Alas for the world! On the eve of these stupendous events, men are eating and drinking, marrying and giving in marriage, buying and selling, building and planting, in utter unconsciousness of approaching doom! The voice of warning can but provoke their derision; and they no longer tremble at thoughts of righteousness, temperance and judgment to come. Yet their condition is exactly similar to that of Jerusalem on the day David saw the destroying angel coming up over the city and lifting his sword to smite it. But before the death-bearing weapon could descend, the Lord had compassionated the terrified hearts beneath Him, and the command went forth, "Stay now thine hand!" In instant obedience, the angel remained as he was, with glittering sword raised over the city, but silent and motionless. Can we not depict to ourselves the horror of the devoted people at this awful apparition in the air—the mother clasping her babe to her breast in speechless terror, and even brave men, if they still retained the use of their limbs, flying to the deepest and darkest cover. But see, the prophet Gad comes hurriedly to the king, and after listening to his words for a moment, David turns toward the threshing-floor of Ornan, calls out the trembling owner from his hiding place, and forthwith begins to build an altar with all possible haste, from the materials at hand. The work is finished; the threshing implements are broken up for wood and laid upon the altar; the oxen are slain, and their flesh placed upon the wood. But there is no need of earthly fire, for at the cry of David, a flame descends from heaven and devours the sacrifice. The wrath of God is appeased upon a substitute; a second word of command bids the angel put up his sword into its sheath, and Jerusalem is saved.
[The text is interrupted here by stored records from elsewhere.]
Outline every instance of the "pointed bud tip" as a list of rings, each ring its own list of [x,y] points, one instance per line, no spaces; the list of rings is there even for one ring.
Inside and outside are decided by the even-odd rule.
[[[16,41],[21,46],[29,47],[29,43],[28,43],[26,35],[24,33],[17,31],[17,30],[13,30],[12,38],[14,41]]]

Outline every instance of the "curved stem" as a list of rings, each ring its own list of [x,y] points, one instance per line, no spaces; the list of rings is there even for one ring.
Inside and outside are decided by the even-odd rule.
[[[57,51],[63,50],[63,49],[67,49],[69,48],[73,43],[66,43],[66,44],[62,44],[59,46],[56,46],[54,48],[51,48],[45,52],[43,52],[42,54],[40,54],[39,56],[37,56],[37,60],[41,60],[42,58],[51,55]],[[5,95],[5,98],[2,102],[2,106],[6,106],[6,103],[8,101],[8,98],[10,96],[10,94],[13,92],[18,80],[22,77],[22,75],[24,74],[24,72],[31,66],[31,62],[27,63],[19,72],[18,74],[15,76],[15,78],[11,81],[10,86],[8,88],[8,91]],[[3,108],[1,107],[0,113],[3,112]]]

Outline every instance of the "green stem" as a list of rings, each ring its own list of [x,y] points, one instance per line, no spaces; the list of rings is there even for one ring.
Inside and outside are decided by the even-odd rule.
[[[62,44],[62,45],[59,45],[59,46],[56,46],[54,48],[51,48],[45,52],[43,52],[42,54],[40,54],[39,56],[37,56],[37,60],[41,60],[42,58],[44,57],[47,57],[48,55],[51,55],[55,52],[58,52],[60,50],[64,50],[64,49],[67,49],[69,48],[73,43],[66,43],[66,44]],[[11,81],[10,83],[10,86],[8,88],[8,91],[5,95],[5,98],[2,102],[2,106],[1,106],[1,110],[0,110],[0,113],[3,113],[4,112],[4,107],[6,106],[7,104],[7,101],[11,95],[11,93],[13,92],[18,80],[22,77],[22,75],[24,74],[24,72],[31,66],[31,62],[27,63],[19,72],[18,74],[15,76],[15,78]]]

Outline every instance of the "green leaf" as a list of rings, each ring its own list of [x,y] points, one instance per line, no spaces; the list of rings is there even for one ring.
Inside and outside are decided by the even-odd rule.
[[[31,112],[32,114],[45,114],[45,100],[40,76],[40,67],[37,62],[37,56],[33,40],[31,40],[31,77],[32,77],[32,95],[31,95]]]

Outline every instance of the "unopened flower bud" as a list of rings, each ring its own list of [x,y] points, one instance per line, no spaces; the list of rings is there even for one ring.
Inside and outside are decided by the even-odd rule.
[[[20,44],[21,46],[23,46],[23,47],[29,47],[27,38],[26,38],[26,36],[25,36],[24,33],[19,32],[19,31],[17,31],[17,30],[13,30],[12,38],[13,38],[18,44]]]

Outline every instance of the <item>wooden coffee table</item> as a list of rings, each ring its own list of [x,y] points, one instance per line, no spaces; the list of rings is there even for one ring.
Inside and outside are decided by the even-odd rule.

Disciples of the Lord Jesus, we ought to meet Him at His coming with joy; but we can only do so provided that, in this our time, we follow in His steps. "If any man have not the Spirit of Christ, he is none of His." Were He in the place of one of us, would He not, regardless of toil and inconvenience, strive to save many out of the multitude of souls to whom the trumpet of the archangel would prove a knell of death? Would not His yearning love make Him turn away from all ephemeral pleasures, however innocent, that He might deliver those that are appointed to destruction? Have we had communion with Him and caught something of this Spirit? If so, we may delight ourselves with His promise, "I will see you again, and your heart shall rejoice, and your joy no one taketh from you." And we may anticipate the day when, amid happy and glorified throngs, we shall stand before Him, that He may see of the travail of His soul and be satisfied.
But oh! let us remember that there are some who will not have boldness in the day of judgment, and who will shrink with shame from before Him at His coming.
“The Christian Alliance” Dec. 18, 1891.